Google DeepMind has unveiled two new AI systems that won silver medals at this year's International Mathematical Olympiad (IMO).
The systems, AlphaProof and AlphaGeometry 2, solved four of the six given problems and scored 28 out of 42 possible points. Deepmind sees this as a step towards Artificial General Intelligence (AGI) with advanced mathematical capabilities. A gold medal was awarded for 29 points or more, which 58 of the 609 human participants achieved.
AlphaProof combines a pre-trained language model with the AlphaZero reinforcement learning algorithm, which has been successfully applied to Chess, Shogi and Go, to prove mathematical statements in the formal language Lean.
The system trains itself by solving millions of mathematical problems of varying difficulty and learning from them by searching for possible proof steps in Lean. Each discovered and verified proof is used to expand AlphaProof's language model and improve its ability to solve subsequent, more challenging problems.
AlphaGeometry 2 is a significantly improved version of its predecessor from January 2024 and is based on a Gemini language model trained on a larger amount of synthetic data. Before this year's IMO, AlphaGeometry 2 was able to solve 83 per cent of all historical IMO geometry problems from the last 25 years, according to Google DeepMind.
For use at the IMO, the tasks were first manually translated into a formal mathematical language. While human participants worked on the tasks in two 4.5-hour sessions, the AI systems needed only a few minutes for some tasks and up to three days for others.

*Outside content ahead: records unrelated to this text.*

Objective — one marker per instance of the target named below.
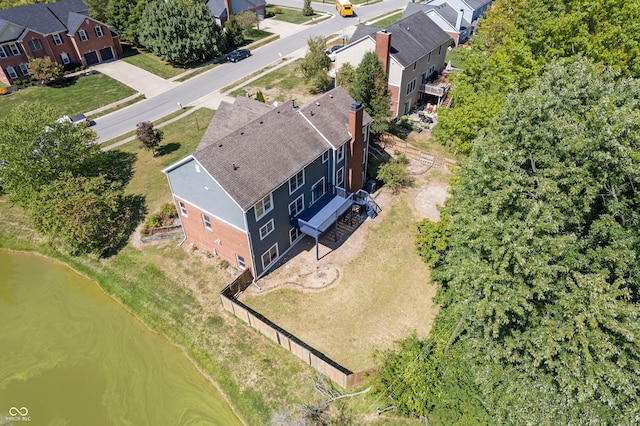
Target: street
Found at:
(125, 120)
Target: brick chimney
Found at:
(355, 151)
(383, 45)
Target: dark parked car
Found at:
(238, 55)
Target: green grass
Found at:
(149, 62)
(78, 97)
(291, 15)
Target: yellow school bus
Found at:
(344, 7)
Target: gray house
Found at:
(264, 176)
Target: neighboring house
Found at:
(264, 176)
(450, 20)
(63, 31)
(473, 9)
(412, 52)
(221, 10)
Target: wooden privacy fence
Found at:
(337, 373)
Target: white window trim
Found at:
(298, 235)
(266, 229)
(264, 211)
(313, 187)
(293, 203)
(273, 259)
(15, 50)
(295, 179)
(12, 72)
(240, 262)
(206, 219)
(183, 209)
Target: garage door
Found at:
(91, 58)
(106, 54)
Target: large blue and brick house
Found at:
(264, 176)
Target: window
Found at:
(183, 209)
(12, 72)
(35, 45)
(206, 221)
(266, 229)
(270, 256)
(317, 190)
(294, 235)
(263, 207)
(411, 86)
(15, 50)
(297, 206)
(296, 181)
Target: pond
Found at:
(69, 354)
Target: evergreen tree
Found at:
(370, 88)
(181, 31)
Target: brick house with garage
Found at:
(63, 31)
(412, 52)
(264, 176)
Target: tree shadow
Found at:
(168, 148)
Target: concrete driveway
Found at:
(136, 78)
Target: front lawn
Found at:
(149, 62)
(78, 96)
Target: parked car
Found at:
(238, 55)
(331, 52)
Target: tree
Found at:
(84, 214)
(247, 19)
(125, 16)
(315, 64)
(307, 10)
(370, 87)
(181, 31)
(542, 256)
(149, 137)
(98, 9)
(233, 32)
(345, 75)
(35, 150)
(45, 70)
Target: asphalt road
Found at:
(125, 120)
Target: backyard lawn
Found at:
(78, 97)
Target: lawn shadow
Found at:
(168, 148)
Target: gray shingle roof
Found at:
(254, 159)
(44, 18)
(412, 37)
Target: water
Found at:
(71, 355)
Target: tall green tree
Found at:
(181, 31)
(315, 64)
(370, 88)
(125, 16)
(35, 150)
(542, 257)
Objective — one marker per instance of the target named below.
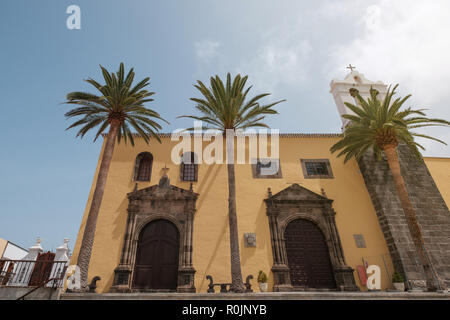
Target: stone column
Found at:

The AI systems' solutions were evaluated according to official IMO rules by leading mathematicians, including Professor Sir Timothy Gowers, himself an IMO gold medalist and Fields Medal winner.

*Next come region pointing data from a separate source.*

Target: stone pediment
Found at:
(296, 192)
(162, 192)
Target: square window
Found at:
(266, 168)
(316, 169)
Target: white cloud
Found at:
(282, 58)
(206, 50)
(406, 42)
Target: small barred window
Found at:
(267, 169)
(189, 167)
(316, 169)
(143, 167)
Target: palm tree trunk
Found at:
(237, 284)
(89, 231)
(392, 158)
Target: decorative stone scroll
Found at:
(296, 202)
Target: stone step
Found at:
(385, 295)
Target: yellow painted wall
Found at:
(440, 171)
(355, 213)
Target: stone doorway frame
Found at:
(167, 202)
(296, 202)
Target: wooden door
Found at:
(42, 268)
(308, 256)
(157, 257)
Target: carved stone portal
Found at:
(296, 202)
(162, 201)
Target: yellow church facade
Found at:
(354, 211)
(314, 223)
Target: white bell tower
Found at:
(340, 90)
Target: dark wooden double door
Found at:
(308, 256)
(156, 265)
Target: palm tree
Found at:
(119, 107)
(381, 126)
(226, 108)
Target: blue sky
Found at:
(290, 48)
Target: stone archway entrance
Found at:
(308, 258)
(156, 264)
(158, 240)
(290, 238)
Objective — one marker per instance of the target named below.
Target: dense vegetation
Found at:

"The fact that the program can come up with a non-obvious construction like this is very impressive, and well beyond what I thought was state of the art," says Gowers.
Logic and LLMs - it's complicated
Google DeepMind sees the development of AI systems with advanced mathematical capabilities as having the potential to open up new areas of science and technology. This is hardly possible with today's generative AI models such as LLMs, which lack reasoning skills and sometimes make grave errors.
DeepMind plans to release more technical details about AlphaProof in the future, and is also exploring approaches to natural language reasoning based on the Gemini model.
This outlook is in line with the statement made by Google DeepMind CEO Demis Hassabis last summer: "At a high level you can think of Gemini as combining some of the strengths of AlphaGo-type systems with the amazing language capabilities of the large models. We also have some new innovations that are going to be pretty interesting." But these approaches have not yet reached consumer-facing products.
OpenAI also aims to teach logical reasoning to multimodal AI models. Codenamed "Strawberry", it is reportedly developing AI technology with enhanced reasoning capabilities, similar to the "Quiet-STaR" method developed by Stanford researchers. The aim is to improve the company's models, particularly for autonomous internet searches and complex planning tasks.
According to a Reuters report, an internally tested OpenAI AI scored over 90 percent on the MATH benchmark for challenging mathematical tasks. By comparison, GPT-4 scored 53 percent and GPT-4o scored 76.6 percent. OpenAI has reportedly announced internally that it is on the verge of AI with reasoning capabilities.